Then they pressed their horses to a canter and rode on, speaking little, for the fount of words seemed to be frozen in them, although Richard recollected, with a curious sense of wonder how he had looked forward to this opportunity of long, unfettered talk with Rachel and how much he had to tell her. Over hill and valley, through bush and stream they rode, till at last with the short twilight they reached the plain that ran to Ramah. Then came the dark in which they must ride slowly, till presently the round edge of the moon pushed itself up above the shoulder of a hill and there was light again—pure, peaceful light that turned the veld to silver and shone whitely on the pale face of Rachel.
Ramah was before them. They had met no living thing save some wild game trekking to the water, and heard no sound save the distant roar of some beast of prey. Ramah was before them. The moon shone on the roofs of the Mission-house and the little church and the clusters of Kaffir huts beyond. But, oh! it was silent: no cattle lowed, no child cried, nor did the bell of the church ring for evening prayer as at this hour it should have done.

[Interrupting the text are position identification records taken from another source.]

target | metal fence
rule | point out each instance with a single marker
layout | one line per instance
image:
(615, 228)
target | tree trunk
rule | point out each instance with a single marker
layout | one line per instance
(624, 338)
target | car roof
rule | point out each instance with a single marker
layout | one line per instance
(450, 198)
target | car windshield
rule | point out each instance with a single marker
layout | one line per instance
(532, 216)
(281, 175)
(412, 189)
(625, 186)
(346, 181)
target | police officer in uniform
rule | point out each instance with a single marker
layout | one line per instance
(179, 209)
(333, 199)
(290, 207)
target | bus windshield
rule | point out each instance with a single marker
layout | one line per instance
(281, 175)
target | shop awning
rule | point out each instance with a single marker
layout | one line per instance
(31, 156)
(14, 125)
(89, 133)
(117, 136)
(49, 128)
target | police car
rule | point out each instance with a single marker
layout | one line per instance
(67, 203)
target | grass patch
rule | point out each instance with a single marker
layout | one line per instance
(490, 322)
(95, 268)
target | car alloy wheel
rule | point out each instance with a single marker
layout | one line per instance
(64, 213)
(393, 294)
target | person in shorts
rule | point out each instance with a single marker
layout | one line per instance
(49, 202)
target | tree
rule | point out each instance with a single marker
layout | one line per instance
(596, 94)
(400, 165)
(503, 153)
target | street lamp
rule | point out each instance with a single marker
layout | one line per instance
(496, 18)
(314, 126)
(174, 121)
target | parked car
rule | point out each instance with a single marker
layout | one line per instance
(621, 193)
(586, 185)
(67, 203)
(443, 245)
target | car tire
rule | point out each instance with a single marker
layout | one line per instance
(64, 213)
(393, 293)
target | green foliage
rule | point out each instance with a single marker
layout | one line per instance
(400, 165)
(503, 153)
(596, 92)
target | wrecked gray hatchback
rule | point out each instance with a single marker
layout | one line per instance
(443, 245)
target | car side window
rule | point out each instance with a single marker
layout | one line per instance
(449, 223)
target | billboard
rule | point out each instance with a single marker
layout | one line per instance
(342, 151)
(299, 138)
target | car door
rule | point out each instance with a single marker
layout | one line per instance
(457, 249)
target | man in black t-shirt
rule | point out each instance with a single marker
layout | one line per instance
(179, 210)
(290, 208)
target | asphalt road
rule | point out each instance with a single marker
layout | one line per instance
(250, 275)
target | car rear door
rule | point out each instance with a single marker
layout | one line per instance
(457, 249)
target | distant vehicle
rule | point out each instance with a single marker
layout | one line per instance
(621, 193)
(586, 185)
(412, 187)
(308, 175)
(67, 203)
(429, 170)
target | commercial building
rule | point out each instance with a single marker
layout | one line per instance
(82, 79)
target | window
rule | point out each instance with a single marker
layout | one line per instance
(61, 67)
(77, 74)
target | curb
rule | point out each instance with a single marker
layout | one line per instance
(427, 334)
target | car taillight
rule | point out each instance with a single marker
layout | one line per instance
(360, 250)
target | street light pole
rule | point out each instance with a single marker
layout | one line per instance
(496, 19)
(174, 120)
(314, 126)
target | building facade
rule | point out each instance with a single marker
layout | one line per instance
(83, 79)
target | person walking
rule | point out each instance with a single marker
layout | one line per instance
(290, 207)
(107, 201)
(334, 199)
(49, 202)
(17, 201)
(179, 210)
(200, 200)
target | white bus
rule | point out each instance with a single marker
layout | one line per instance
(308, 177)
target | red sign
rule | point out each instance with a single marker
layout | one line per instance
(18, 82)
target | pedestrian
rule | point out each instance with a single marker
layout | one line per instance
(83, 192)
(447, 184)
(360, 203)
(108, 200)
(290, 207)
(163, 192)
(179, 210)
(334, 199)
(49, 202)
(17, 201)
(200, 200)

Also no lamp showed in the windows of the Mission-house and no smoke rose from the cooking fires of the kraals.
“Where are all the people, Richard?” whispered Rachel. “There is the place unharmed, but where are the people?”

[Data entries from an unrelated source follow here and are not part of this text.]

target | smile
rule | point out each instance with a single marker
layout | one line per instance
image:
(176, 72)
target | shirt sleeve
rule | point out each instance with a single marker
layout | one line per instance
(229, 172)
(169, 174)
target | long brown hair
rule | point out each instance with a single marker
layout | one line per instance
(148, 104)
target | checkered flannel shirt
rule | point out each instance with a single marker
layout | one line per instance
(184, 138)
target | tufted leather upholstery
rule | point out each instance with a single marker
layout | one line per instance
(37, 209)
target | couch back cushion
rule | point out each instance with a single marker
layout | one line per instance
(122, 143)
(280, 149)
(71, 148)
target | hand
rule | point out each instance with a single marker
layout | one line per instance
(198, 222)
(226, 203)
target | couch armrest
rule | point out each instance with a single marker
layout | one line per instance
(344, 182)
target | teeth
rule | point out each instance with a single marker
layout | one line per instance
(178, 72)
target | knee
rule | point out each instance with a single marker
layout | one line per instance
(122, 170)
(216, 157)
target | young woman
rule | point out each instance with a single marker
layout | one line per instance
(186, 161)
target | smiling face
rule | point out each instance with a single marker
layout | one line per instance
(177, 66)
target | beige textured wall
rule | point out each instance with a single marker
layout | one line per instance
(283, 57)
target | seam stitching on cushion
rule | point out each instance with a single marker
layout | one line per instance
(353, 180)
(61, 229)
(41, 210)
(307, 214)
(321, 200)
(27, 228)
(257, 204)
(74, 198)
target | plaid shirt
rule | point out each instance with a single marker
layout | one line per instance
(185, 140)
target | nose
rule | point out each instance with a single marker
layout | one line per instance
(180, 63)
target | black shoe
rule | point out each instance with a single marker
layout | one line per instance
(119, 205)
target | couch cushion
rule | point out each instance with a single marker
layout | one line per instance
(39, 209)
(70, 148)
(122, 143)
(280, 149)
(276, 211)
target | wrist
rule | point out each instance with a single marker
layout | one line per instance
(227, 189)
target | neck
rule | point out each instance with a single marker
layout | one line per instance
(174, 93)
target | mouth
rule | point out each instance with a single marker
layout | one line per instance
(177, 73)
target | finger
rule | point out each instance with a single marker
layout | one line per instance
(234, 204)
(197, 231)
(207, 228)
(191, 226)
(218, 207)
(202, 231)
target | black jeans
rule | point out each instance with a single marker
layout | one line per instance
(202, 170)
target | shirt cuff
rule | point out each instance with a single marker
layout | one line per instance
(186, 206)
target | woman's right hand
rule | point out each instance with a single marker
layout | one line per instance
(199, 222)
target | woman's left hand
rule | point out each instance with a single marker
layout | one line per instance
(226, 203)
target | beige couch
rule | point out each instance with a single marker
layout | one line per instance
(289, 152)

But Richard could only shake his head: the terror of something dreadful had got hold of him also, and he knew not what to say.
Now they had come to the wall of the Mission-house and sprang from their horses which they left loose. As they advanced side by side towards the open gate, something leapt the stoep and rushed through it. It was a striped hyena; they could see the hair bristle on its back as it passed them with a whining growl. Hand in hand they ran to the house across the little garden patch—Rachel, led by some instinct, guiding her companion straight to her parents’ room whereof the windows, that opened like doors, stood wide as the gate had done.

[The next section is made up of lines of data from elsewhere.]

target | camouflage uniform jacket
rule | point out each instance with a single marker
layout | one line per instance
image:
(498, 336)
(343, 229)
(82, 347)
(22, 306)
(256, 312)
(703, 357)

One more moment and they were there; another, and the moonlight showed them all.
For a long while—to Richard it seemed hours—Rachel said nothing; only stood still like the statue of a woman, staring at those cold faces that looked back at her through the unearthly moonlight. Indeed, it was Richard who spoke first, feeling that if he did not this dreadful silence would choke him or cause him to faint.
“The Zulus have murdered them,” he said hoarsely, glancing at the dead Kaffir on the floor.
“No,” she answered in a cold, small voice; “Ishmael, Ishmael!” and she pointed to something that lay at his feet.
Richard stooped and picked it up. It was a fly wisp of rhinoceros horn which the man had let fall when the Zulu’s spear struck him.